My past has been quite present, lately.
Mr. Mercado, founder of Basic Advertising, the man who used to throw me into various metaphorical bodies of water with a beatific smile and high hopes, passed away eight years ago. His family invited us to his death anniversary mass, followed by dinner, last Friday.
It’s been many years, but I can still see him wiping the tears away after I presented a tvc script for Caritas Manila. (The commercial went on to win second place in a global FCB creative competition. We received a congratulatory fax from a group of Filipinos working in the FCB head office, which touched me more than the crystal paperweight we got in the mail a week after.) I remember how he swatted us from one organizational model to another; his notes on kaizen and TQM; even how impatient he became when I would argue, defiant little acorn that I was.
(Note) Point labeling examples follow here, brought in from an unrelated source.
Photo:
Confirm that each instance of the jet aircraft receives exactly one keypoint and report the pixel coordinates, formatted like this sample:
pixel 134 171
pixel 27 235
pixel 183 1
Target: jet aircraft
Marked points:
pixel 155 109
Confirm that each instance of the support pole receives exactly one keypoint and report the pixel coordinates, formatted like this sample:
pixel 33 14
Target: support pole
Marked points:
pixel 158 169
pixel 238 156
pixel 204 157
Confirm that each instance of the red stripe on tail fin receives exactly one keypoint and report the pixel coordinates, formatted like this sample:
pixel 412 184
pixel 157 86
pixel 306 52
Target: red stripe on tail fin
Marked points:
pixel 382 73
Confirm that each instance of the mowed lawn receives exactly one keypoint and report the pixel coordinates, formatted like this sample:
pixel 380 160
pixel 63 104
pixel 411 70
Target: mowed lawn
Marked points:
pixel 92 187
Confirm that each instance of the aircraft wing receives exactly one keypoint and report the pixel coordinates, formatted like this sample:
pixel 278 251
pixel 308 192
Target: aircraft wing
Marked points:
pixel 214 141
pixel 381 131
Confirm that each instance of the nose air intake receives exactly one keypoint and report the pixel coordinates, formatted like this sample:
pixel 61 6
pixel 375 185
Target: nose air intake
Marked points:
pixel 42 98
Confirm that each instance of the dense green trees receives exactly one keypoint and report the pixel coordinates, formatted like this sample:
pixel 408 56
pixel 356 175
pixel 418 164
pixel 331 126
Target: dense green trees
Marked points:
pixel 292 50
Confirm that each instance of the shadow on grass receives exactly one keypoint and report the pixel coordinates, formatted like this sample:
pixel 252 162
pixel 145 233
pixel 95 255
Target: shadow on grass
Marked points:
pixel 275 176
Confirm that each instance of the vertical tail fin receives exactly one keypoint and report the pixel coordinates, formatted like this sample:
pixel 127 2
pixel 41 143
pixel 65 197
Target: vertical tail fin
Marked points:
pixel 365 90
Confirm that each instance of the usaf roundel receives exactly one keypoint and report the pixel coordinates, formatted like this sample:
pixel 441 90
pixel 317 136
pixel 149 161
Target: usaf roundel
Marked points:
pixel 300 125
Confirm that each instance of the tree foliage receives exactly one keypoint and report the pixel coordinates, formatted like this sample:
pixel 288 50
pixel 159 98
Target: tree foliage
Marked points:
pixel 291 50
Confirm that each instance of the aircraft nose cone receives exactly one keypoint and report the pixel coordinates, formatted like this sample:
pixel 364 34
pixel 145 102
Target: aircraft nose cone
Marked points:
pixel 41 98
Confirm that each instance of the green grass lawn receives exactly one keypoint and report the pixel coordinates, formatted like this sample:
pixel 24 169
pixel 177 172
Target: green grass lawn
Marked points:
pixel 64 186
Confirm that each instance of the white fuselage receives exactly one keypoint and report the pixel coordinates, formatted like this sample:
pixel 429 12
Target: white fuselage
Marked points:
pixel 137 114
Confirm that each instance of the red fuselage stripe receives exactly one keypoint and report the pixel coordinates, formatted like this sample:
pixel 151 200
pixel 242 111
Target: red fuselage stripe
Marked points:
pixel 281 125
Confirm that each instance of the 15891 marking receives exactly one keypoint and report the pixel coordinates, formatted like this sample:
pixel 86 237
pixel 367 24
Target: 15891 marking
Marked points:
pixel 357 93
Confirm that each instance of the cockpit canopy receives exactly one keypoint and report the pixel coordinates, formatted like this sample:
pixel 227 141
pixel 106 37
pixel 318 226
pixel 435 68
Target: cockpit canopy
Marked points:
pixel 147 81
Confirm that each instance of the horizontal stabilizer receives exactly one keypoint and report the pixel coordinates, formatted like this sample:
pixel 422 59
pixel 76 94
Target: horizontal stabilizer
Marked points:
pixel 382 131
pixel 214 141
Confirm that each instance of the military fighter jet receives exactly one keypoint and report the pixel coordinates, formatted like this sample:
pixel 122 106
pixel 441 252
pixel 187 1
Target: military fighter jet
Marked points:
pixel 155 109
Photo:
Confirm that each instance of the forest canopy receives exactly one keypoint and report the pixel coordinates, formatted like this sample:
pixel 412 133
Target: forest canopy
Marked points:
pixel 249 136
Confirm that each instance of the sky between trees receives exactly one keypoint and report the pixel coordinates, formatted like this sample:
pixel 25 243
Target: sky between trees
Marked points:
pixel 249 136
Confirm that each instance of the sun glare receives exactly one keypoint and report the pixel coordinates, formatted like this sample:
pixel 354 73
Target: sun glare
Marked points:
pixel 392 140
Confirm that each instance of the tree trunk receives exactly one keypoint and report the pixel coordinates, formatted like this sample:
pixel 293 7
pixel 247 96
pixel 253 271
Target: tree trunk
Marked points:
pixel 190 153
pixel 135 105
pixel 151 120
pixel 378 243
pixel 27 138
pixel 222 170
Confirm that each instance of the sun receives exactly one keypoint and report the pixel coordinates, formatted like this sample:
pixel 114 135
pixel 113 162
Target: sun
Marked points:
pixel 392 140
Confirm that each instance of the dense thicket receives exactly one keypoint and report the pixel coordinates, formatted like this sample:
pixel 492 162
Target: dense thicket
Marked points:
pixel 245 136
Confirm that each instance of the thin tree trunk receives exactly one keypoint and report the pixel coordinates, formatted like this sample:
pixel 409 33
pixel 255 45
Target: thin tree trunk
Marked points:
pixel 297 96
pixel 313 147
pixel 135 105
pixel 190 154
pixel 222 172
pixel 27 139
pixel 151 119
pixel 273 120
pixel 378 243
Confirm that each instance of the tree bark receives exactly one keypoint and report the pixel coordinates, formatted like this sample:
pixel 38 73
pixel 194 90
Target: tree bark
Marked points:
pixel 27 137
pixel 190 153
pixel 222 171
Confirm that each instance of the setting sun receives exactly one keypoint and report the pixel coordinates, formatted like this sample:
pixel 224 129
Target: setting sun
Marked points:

He packed me off (together with a few others) to Radio Veritas to help with its relaunch, me with only two years of advertising experience and no broadcasting background whatsoever. After I resigned, he called me to say he might have a job for me – in Indonesia. I stayed there for two and a half years.
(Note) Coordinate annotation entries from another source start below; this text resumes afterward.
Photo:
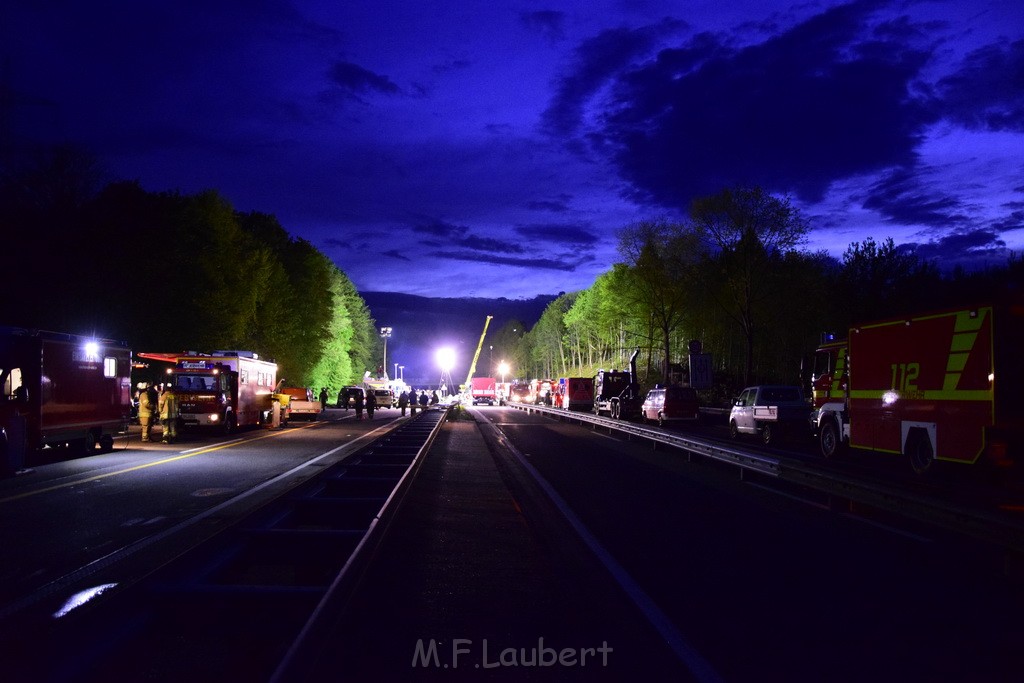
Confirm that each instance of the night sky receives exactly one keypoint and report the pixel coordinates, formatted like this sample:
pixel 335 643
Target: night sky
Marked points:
pixel 494 148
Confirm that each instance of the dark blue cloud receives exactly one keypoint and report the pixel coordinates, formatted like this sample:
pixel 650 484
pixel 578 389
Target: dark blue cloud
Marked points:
pixel 567 262
pixel 596 60
pixel 987 91
pixel 826 99
pixel 448 235
pixel 899 197
pixel 968 249
pixel 559 233
pixel 355 79
pixel 548 23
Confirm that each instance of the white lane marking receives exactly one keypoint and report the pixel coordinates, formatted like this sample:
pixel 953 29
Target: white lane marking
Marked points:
pixel 693 660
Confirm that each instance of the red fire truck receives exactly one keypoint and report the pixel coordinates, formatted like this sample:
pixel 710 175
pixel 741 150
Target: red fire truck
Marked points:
pixel 937 386
pixel 225 389
pixel 483 390
pixel 60 390
pixel 574 393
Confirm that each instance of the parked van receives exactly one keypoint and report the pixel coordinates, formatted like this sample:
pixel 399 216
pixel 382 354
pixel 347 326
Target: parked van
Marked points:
pixel 671 403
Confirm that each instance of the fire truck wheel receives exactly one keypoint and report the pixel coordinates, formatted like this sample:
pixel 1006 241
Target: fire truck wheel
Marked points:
pixel 828 436
pixel 87 444
pixel 919 451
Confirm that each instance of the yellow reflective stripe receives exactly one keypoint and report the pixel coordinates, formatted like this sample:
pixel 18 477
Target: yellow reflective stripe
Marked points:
pixel 967 324
pixel 963 342
pixel 928 394
pixel 965 335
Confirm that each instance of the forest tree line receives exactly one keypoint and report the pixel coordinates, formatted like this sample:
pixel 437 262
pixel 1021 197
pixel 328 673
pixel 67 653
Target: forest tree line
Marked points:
pixel 734 276
pixel 168 272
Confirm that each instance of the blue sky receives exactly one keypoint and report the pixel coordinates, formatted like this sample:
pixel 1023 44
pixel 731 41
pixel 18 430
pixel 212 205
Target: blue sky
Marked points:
pixel 495 148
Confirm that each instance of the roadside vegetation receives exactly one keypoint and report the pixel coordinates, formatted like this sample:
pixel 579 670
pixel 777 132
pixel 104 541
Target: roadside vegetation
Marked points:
pixel 169 271
pixel 734 276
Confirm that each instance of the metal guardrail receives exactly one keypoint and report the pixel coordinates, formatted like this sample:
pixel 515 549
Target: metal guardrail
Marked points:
pixel 260 593
pixel 734 456
pixel 987 525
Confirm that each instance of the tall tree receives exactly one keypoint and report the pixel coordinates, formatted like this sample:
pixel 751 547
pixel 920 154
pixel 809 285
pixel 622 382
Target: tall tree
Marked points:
pixel 881 281
pixel 747 228
pixel 662 257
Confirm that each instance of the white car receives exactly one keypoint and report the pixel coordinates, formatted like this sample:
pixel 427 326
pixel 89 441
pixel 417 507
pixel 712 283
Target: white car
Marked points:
pixel 769 411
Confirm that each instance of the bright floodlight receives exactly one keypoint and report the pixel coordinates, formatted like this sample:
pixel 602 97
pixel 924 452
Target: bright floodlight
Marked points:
pixel 445 358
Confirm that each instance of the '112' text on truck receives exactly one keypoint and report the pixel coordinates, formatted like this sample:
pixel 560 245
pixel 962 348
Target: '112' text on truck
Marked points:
pixel 933 387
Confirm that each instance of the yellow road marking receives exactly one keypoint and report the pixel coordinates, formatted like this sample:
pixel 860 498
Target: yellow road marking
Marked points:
pixel 163 461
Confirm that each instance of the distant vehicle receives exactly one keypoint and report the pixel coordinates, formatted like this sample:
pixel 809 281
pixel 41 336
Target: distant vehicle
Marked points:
pixel 671 403
pixel 60 390
pixel 927 387
pixel 543 391
pixel 301 403
pixel 769 411
pixel 385 398
pixel 483 390
pixel 519 392
pixel 346 399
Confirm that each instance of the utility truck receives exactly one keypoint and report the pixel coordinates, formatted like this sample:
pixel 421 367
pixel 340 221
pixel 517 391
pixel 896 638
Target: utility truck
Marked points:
pixel 224 389
pixel 60 390
pixel 932 387
pixel 616 392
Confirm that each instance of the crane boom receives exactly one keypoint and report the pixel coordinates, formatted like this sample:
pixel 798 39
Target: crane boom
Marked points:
pixel 479 345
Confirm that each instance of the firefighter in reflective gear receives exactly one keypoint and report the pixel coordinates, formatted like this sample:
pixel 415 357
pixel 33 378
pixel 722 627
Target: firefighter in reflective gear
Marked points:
pixel 169 414
pixel 145 409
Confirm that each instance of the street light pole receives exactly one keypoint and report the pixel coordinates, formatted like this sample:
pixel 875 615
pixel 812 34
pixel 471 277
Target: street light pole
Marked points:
pixel 385 333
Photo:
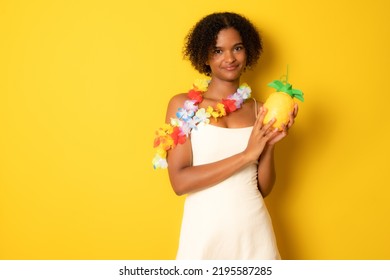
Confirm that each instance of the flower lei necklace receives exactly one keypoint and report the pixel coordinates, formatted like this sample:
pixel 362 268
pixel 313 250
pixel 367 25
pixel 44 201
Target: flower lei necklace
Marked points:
pixel 191 116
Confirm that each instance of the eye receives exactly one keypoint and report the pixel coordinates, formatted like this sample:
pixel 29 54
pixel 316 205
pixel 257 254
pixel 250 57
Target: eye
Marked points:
pixel 238 48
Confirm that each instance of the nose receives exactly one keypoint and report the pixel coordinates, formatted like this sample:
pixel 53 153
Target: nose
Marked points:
pixel 229 57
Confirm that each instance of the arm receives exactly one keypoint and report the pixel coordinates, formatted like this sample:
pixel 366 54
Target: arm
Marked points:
pixel 266 169
pixel 186 178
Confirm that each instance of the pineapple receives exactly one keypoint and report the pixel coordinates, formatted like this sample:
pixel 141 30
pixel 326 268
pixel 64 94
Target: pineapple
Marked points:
pixel 281 103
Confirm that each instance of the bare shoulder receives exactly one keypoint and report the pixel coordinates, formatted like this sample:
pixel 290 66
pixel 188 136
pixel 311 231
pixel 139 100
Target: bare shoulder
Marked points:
pixel 174 104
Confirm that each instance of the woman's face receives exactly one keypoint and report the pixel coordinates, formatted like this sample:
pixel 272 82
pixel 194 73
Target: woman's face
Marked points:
pixel 227 59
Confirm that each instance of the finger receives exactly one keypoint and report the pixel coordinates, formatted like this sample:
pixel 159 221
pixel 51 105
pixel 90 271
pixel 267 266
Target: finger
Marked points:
pixel 267 128
pixel 295 110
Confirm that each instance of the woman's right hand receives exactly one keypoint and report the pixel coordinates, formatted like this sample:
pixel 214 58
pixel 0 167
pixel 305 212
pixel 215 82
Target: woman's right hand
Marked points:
pixel 261 133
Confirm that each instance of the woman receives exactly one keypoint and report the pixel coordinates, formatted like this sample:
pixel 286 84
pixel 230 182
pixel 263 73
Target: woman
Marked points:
pixel 225 163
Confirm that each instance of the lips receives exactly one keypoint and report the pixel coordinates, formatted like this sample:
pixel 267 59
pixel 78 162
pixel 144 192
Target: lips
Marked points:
pixel 231 67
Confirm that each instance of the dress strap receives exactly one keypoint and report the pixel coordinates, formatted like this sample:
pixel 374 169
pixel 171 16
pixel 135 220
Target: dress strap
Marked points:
pixel 255 107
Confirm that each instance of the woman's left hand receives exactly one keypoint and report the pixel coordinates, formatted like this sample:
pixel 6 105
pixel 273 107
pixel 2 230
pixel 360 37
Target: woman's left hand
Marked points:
pixel 283 133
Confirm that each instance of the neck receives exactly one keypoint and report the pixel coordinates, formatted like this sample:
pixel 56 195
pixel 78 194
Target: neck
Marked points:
pixel 219 89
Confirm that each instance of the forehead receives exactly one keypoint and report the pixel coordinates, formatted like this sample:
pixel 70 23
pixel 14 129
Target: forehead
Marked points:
pixel 228 36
The man had a habit of introducing change into people’s lives, of believing first and asking later. It was good to have an evening to remember him, and to realize I owe him more than I ever managed to thank him for.
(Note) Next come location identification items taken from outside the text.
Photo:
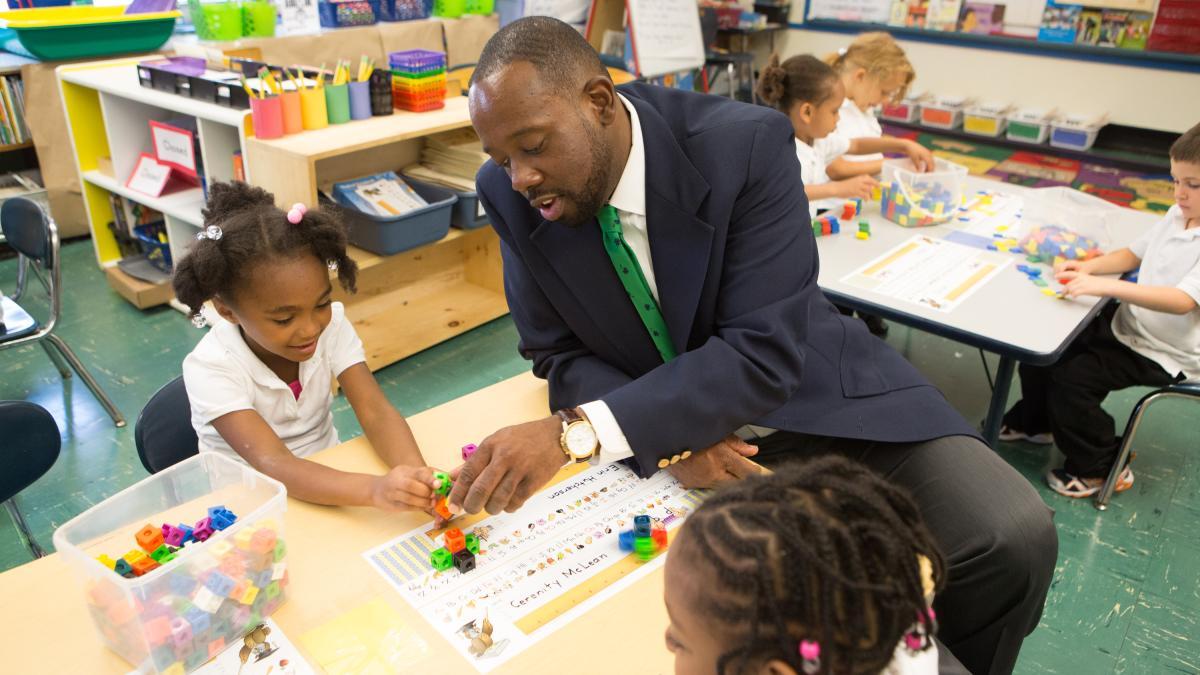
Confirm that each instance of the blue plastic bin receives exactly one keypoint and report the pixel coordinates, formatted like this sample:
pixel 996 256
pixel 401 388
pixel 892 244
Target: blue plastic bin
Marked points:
pixel 387 236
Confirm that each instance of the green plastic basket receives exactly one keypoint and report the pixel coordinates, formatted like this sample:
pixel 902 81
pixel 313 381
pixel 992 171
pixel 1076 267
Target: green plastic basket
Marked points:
pixel 449 9
pixel 54 34
pixel 258 19
pixel 216 21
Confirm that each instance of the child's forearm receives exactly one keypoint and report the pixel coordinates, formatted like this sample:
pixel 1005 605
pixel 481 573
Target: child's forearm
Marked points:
pixel 1116 262
pixel 391 437
pixel 317 483
pixel 843 168
pixel 1159 298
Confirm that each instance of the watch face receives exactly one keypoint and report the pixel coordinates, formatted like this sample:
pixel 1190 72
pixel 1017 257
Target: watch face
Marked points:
pixel 581 440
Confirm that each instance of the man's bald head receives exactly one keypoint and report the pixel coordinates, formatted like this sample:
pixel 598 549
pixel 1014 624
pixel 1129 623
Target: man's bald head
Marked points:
pixel 562 57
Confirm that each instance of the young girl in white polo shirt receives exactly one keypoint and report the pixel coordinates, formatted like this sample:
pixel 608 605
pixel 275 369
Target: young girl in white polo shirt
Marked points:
pixel 261 381
pixel 1151 339
pixel 874 70
pixel 810 94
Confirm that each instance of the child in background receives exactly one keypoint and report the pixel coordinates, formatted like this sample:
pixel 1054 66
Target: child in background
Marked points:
pixel 808 91
pixel 261 381
pixel 1151 339
pixel 821 567
pixel 874 70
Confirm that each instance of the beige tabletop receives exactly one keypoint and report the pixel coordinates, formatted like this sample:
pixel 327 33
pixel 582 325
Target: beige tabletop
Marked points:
pixel 46 627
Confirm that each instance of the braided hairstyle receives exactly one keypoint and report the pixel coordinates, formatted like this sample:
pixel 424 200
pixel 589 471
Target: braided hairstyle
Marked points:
pixel 799 79
pixel 825 551
pixel 253 231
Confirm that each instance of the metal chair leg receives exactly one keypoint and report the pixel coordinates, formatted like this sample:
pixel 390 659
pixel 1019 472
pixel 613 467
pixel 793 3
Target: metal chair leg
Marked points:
pixel 23 529
pixel 1110 483
pixel 58 360
pixel 118 419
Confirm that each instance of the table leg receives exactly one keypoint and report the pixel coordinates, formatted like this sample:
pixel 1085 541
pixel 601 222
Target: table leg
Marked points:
pixel 999 400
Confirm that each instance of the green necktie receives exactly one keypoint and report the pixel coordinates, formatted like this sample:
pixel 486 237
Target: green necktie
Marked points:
pixel 631 278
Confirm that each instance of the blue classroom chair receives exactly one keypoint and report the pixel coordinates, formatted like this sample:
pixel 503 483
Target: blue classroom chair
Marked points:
pixel 30 448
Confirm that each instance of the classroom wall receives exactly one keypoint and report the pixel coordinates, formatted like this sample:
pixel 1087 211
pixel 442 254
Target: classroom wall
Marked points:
pixel 1134 96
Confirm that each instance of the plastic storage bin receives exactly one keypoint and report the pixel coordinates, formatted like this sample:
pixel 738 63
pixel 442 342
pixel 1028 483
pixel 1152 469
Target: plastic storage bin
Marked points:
pixel 907 109
pixel 1074 132
pixel 341 13
pixel 943 112
pixel 910 198
pixel 173 617
pixel 55 34
pixel 1030 125
pixel 388 236
pixel 985 119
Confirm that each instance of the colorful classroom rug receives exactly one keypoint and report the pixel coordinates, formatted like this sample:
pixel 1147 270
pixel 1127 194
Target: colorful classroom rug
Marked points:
pixel 1141 191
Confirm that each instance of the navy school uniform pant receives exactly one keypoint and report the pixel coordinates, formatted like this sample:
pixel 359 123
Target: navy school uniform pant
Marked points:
pixel 995 531
pixel 1065 398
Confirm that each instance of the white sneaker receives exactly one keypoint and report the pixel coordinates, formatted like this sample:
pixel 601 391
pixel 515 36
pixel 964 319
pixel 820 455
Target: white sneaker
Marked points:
pixel 1009 434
We buried my grandaunt yesterday. She looked so young in her coffin. She wore a royal blue dress with ruffles at the wrist, and they laid a blanket of white flowers across the glass. One memory swims up from the haze of my childhood. She is dusting off boxes in their library, and she sees me clutching a battered, yellowed Speedball lettering booklet her children have outgrown. She tells me I can bring it home if I promise to take care of it, and I promise.